The British Red Cross has launched an urgent appeal to help Ukraine.
Finally, head to United Help Ukraine (unitedhelpukraine.org) to support a charity focused on providing humanitarian aid to those in need, as well as raising awareness of the conflict.
Write to your MP
Writing a letter to your local MP can help put pressure on the government to act.
This could be encouraging Boris Johnson’s administration to put harsher sanctions on Russia, or even lead the world’s humanitarian response to what’s happened.
In a joint open letter to The Times, charities including Amnesty International and the Refugee Council wrote: “A generation ago, the UK saved the lives of thousands of families from the Balkans through an evacuation and resettlement programme.

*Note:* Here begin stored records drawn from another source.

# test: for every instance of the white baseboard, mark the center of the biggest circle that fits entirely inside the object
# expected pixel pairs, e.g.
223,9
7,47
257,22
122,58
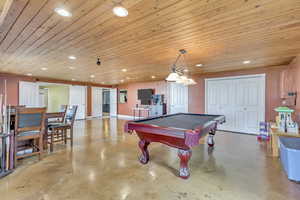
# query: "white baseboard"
130,117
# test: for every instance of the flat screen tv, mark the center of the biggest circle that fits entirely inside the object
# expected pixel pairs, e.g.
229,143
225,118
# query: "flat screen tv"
145,96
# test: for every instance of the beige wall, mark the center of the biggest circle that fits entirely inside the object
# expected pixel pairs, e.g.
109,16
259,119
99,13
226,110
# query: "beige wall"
57,95
197,92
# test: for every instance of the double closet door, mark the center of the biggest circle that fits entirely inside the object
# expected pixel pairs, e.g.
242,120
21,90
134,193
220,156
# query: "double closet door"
240,99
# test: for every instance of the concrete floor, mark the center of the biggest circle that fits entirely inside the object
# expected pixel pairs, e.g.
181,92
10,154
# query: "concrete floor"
103,165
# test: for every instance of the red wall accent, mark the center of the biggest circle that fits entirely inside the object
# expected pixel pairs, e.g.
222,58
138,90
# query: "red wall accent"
197,92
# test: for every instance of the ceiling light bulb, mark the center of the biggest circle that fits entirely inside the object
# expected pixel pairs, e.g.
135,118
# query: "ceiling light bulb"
172,77
72,57
120,11
63,12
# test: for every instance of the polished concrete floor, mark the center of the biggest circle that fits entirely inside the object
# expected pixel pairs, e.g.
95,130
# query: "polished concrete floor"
103,165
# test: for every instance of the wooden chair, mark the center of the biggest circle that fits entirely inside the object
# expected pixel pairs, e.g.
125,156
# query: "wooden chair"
29,130
60,117
58,132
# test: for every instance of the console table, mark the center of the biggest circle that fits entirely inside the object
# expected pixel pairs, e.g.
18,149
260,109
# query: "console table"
7,164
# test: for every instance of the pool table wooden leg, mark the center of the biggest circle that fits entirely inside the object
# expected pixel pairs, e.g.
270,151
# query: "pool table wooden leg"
144,157
184,156
210,138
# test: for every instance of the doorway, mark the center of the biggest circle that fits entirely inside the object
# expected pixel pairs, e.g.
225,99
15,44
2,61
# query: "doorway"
178,98
106,102
241,99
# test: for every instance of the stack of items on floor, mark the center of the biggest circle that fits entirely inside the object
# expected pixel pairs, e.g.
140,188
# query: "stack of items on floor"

“The government should now respond with a well-resourced initiative working with councils across the country, to welcome Ukrainians who need sanctuary.”
Support local journalism
The fact we’re so up to date with what’s happening in Ukraine is largely down to the tireless work of journalists reporting on the ground.
To help them continue this crucial work, follow the news from local sources such as The Kyiv Independent (kyivindependent.com – you can also donate on its website) and The New Voice of Ukraine (english.nv.ua).
Educating yourself on the history and nuances of the crisis from respected sources before speaking about it online will help tackle disinformation.
Join a peace protest
This might not seem as direct a way to help Ukrainians as, for example, donating money – but it could still have a big impact.
Joining a peace protest is a public way of showing your support for the people of Ukraine, and putting pressure on those in powerful positions to help those affected.